I had a series of heart encounters on September 10 and 11, 2017 in connection with a pilgrimage I made to the site of the original Woodstock festival. There’s so much to share that I’m breaking the narrative into 3 parts. Here’s the first. It’s long and I hope you find it worth the time it takes to read. Enjoy!

Setting the Stage: A Long, Long Neck Ago
The whole story starts, as all good stories do, with a giraffe.

I’d become a fan of internet sensation April the Giraffe in February of this year.
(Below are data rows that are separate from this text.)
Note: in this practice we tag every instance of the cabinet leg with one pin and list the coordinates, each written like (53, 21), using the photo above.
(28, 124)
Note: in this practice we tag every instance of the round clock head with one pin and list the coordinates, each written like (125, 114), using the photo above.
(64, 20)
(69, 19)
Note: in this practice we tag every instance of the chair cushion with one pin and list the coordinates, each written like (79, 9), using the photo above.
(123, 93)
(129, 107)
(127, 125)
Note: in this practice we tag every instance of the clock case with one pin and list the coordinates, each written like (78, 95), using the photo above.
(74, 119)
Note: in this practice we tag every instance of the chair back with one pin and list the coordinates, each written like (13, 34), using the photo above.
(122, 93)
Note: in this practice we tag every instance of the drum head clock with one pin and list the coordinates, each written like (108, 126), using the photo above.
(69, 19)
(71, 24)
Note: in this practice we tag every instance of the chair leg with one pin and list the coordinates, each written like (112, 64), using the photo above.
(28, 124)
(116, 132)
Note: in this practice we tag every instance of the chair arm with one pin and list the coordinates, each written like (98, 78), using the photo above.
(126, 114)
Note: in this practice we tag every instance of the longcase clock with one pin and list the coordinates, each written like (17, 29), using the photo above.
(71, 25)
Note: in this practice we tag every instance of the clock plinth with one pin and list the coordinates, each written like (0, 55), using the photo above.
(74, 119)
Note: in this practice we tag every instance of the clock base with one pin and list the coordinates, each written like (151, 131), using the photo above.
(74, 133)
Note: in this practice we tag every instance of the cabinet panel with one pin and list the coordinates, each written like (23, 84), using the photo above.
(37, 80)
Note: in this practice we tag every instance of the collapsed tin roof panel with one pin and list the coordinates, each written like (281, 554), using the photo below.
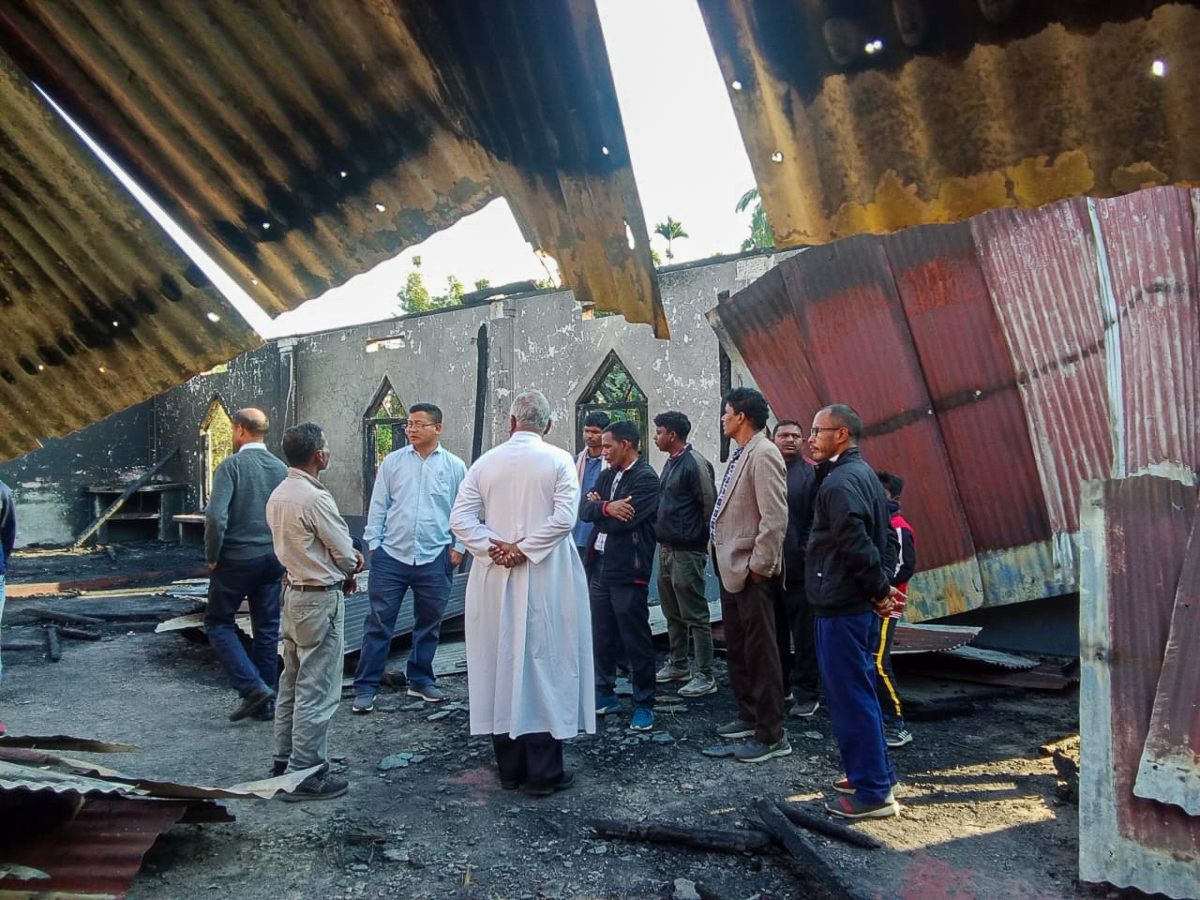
(997, 366)
(99, 309)
(875, 115)
(304, 143)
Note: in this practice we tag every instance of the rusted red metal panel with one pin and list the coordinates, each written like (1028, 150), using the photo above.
(1169, 771)
(1042, 273)
(96, 853)
(1133, 543)
(970, 376)
(1150, 244)
(844, 298)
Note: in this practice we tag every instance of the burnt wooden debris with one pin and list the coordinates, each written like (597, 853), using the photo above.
(826, 826)
(715, 839)
(807, 856)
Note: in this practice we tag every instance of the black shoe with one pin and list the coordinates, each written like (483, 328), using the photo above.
(318, 786)
(252, 703)
(564, 783)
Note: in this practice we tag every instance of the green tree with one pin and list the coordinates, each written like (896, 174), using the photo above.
(672, 231)
(761, 237)
(415, 297)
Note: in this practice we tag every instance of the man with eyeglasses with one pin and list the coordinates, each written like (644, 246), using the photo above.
(748, 528)
(408, 532)
(793, 629)
(849, 564)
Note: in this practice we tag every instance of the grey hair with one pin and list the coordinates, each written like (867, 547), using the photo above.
(531, 409)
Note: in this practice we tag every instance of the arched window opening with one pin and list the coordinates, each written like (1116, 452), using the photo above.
(216, 431)
(613, 390)
(383, 431)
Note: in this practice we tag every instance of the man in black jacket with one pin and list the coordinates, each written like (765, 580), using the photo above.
(850, 558)
(621, 555)
(685, 504)
(795, 628)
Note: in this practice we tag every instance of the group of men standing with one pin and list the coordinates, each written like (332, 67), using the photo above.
(804, 557)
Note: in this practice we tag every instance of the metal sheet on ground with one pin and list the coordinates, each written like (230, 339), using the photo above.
(1170, 761)
(1133, 538)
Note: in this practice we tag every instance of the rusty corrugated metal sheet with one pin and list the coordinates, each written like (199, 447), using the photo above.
(97, 853)
(1169, 769)
(99, 309)
(304, 143)
(1133, 541)
(997, 365)
(1156, 289)
(959, 108)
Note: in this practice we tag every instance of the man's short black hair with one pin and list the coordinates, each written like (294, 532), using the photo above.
(675, 421)
(625, 430)
(846, 418)
(892, 484)
(433, 411)
(301, 443)
(750, 403)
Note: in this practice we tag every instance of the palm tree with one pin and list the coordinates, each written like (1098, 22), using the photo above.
(671, 231)
(761, 237)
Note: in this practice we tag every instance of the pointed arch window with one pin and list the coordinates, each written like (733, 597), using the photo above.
(613, 390)
(383, 431)
(216, 433)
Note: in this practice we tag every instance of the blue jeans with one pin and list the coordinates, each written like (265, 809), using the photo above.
(845, 655)
(389, 581)
(1, 618)
(257, 581)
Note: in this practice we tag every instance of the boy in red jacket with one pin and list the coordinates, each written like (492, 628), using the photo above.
(894, 731)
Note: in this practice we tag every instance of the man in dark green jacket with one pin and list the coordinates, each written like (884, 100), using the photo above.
(621, 555)
(685, 503)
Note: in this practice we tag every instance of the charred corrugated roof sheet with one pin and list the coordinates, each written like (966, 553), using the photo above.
(99, 309)
(304, 143)
(873, 115)
(997, 365)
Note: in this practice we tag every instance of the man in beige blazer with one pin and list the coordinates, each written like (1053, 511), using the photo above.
(748, 528)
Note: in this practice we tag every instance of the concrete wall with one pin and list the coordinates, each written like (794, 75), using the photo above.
(539, 340)
(534, 341)
(48, 484)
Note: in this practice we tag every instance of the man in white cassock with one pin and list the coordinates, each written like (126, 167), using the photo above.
(528, 621)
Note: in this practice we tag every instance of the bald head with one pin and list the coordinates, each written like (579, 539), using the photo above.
(249, 425)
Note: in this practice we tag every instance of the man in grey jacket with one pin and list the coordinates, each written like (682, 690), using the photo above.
(238, 549)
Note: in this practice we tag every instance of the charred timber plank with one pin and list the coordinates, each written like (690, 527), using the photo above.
(804, 852)
(53, 648)
(823, 825)
(78, 634)
(63, 618)
(120, 501)
(725, 841)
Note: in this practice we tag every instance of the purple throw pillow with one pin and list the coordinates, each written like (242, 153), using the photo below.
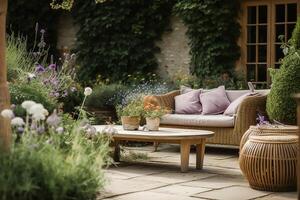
(188, 103)
(233, 107)
(214, 101)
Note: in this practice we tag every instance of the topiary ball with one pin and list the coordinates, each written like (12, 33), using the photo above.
(280, 104)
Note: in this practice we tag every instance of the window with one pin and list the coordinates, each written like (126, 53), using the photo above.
(265, 25)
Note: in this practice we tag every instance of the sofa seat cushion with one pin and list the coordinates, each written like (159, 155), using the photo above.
(198, 120)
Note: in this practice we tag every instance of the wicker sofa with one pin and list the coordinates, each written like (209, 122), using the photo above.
(225, 134)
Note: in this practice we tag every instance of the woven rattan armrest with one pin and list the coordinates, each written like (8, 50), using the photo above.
(166, 100)
(247, 113)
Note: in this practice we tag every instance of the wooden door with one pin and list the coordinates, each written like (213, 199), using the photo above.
(264, 24)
Watching her and her baby daddy Oliver on a webcam during April’s final months of pregnancy helped me get through the final months of a long-term contract job that I was unhappy about having to leave.
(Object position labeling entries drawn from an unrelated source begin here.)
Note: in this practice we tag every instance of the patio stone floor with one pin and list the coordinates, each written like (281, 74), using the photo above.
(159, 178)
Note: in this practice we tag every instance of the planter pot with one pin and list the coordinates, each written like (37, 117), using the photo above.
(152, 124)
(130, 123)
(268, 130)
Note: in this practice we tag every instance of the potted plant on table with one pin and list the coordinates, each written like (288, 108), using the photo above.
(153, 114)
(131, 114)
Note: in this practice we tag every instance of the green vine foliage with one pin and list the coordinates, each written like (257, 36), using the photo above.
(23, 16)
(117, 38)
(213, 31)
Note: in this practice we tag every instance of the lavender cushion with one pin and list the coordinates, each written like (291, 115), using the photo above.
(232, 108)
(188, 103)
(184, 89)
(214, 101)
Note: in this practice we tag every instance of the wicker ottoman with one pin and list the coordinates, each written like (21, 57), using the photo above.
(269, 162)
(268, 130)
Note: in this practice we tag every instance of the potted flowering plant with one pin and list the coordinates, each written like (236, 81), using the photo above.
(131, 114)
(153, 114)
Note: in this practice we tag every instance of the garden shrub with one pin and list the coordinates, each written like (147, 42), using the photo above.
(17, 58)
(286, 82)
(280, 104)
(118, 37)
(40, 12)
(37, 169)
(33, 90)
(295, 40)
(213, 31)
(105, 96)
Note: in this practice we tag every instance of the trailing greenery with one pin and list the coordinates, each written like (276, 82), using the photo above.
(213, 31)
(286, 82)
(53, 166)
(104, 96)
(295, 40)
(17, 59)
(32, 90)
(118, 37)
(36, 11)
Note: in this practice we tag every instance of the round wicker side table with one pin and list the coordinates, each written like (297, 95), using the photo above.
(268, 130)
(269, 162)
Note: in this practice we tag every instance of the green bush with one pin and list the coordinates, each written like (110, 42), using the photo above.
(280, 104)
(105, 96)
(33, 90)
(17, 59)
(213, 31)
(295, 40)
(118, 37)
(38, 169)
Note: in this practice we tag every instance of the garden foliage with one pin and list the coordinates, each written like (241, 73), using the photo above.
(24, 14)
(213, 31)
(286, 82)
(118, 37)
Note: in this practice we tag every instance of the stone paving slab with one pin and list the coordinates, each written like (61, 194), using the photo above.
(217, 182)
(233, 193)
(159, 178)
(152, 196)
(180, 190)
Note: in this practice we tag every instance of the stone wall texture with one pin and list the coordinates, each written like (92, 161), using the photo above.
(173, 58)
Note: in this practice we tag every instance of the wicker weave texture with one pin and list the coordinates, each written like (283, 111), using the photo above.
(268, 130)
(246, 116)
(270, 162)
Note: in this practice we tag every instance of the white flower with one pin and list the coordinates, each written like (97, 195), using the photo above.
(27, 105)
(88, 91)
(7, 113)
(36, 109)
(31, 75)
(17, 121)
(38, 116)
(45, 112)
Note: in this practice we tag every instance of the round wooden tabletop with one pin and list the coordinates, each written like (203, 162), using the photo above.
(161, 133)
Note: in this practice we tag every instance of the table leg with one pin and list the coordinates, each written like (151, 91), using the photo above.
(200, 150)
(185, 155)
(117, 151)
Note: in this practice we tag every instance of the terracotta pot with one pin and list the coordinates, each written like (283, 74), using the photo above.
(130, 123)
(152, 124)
When April gave birth on April 15 my gentleman friend and I were on a long weekend getaway, attending a relationship conference in Denver. The “she’s giving birth right now!” text I’d signed up for came around dawn and we huddled together in bed watching on my iPad as Tajiri came into the world. So it felt right to visit the new giraffe family on a future getaway.

April and me
More April in an upcoming story.

Accordingly, July found us spending a weekend in Binghamton, NY, the closest big town to April’s home, Animal Adventure Park. Details of that park visit aren’t directly relevant to this story although a few hearts were given. They’ll be recounted in a future post.

The part that is relevant is that on the afternoon following our giraffe visit we were chilling in our hotel room, thinking about what else was nearby that we might visit before dinner. On a whim I asked how far away Bethel, NY was. The original Woodstock festival was held there. I’ve long been fascinated by the event, even though I was only 8 years old when it happened. If we were within easy driving distance it would be a nice add-on to the trip.